Maximize Your Savings: 6 Strategies for Seamlessly Automating Deposits
When you save money instead of spending it, you gain financial freedom, security, and protection against job loss and emergencies. A substantial savings account can help entrepreneurs start a business, provide a cushion for car and home repairs, and allow people to plan for a stress-free, guilt-free vacation.
The key to successful saving is being consistent over time, and automating the process can make it easier to reach your goals. There are many strategies to choose from.
Kimberlie McGee, head teller at Addition Financial, a credit union in Lake Mary, Florida, has observed the habits that help successful savers and those that hinder others. She advises her customers to automate their savings to achieve success.
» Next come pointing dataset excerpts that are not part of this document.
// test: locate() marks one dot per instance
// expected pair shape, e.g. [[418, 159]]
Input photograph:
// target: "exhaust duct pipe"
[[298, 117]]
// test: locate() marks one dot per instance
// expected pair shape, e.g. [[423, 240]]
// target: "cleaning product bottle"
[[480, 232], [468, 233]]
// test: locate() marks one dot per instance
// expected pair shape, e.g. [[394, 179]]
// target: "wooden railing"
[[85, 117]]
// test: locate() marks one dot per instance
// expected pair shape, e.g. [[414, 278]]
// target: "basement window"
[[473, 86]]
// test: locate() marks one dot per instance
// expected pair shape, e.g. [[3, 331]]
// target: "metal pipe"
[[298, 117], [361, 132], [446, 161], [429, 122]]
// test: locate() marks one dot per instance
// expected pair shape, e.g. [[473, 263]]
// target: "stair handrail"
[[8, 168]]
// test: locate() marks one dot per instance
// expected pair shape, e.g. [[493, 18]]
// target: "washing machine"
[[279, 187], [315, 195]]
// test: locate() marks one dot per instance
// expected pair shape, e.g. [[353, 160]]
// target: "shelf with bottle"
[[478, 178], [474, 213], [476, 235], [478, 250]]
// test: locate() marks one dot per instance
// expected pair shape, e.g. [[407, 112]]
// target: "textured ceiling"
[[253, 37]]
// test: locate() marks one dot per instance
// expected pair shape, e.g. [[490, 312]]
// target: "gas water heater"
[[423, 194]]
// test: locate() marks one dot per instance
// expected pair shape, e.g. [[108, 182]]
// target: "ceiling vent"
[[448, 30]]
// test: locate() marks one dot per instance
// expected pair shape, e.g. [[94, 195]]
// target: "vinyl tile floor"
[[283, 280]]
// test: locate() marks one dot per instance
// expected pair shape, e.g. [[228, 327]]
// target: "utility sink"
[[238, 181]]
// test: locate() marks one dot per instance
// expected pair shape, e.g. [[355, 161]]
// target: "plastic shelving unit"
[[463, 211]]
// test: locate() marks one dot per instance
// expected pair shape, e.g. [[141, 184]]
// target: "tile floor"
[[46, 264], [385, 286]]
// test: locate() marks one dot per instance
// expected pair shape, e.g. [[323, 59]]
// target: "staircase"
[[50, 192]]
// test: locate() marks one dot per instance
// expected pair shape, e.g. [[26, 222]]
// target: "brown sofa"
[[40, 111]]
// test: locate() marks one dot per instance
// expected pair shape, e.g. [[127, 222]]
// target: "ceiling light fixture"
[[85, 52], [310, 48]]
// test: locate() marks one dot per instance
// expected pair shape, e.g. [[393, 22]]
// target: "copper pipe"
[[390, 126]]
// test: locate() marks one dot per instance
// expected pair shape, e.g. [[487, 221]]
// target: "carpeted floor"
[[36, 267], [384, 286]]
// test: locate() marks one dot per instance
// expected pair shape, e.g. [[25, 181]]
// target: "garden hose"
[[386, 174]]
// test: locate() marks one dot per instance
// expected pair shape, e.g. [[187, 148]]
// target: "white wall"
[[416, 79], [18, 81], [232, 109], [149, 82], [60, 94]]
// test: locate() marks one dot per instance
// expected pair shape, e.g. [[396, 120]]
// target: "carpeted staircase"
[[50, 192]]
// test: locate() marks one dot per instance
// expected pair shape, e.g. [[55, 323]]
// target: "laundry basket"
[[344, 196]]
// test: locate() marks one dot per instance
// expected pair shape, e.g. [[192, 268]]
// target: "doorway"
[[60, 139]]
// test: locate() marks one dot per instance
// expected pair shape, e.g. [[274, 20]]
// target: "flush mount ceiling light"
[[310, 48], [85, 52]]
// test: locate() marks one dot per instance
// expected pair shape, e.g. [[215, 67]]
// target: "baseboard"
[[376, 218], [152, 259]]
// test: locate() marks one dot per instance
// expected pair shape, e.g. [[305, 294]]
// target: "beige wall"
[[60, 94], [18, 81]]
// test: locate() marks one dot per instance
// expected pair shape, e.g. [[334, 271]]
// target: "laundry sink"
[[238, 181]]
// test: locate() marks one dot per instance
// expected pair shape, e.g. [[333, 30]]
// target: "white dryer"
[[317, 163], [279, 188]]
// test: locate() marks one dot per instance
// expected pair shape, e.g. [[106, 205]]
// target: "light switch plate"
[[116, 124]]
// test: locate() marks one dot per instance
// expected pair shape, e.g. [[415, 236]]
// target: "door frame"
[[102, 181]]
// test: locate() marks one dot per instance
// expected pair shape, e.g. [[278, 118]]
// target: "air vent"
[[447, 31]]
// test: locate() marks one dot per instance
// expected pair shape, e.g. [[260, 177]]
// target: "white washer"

**Automate Small Deposits for Manageable Goals**
The easiest way to automate your savings is to set up your banking app to transfer money on a schedule, eliminating human error and forgetfulness. McGee suggests having a small direct deposit go into a higher-yield savings account and setting a quarterly goal. The focus should be on “small” and “quarterly.” For instance, saving $12,000 in a year might seem daunting, but breaking it down to $1,000 a month or $230 a week makes it more manageable. Monitoring your progress periodically and adjusting your strategy as needed is crucial.
**Lay the Groundwork Before Moving Money**
Forbes expands on McGee’s tactic by suggesting you determine whether your goals are short-term (less than one year), mid-term (one to five years), or long-term (five years or more). Specify your goal, analyze your budget to ensure it’s feasible, set a schedule, and track your progress.
**Treat Saving as a Bill**
Both McGee and Forbes agree that treating saving as a bill you must pay can help you save more effectively. Automatic transfers can help you avoid the temptation to spend the money in your checking account.
**Round Up Your Purchases to Save as You Spend**
The Acorns investing platform popularized the round-up concept, and now many banks offer similar programs. McGee mentions that people can enroll in a round-up savings program if their institution offers it. For example, Bank of America calls it Keep the Change, and SoFi calls it Spare Change Savings. The concept is simple: your banking app rounds up the purchase price of items to the nearest dollar and deposits the difference into a savings account. This method ensures you save a little bit every time you spend money.
**Get a Head Start with a CD — or Several**
With current interest rates being high, CD yields are generous, offering guaranteed returns and the peace of mind of FDIC insurance. McGee advises researching financial institutions to find short-term certificates of deposit that may be paying 4% or 5%, which can be a good way to jump-start your savings.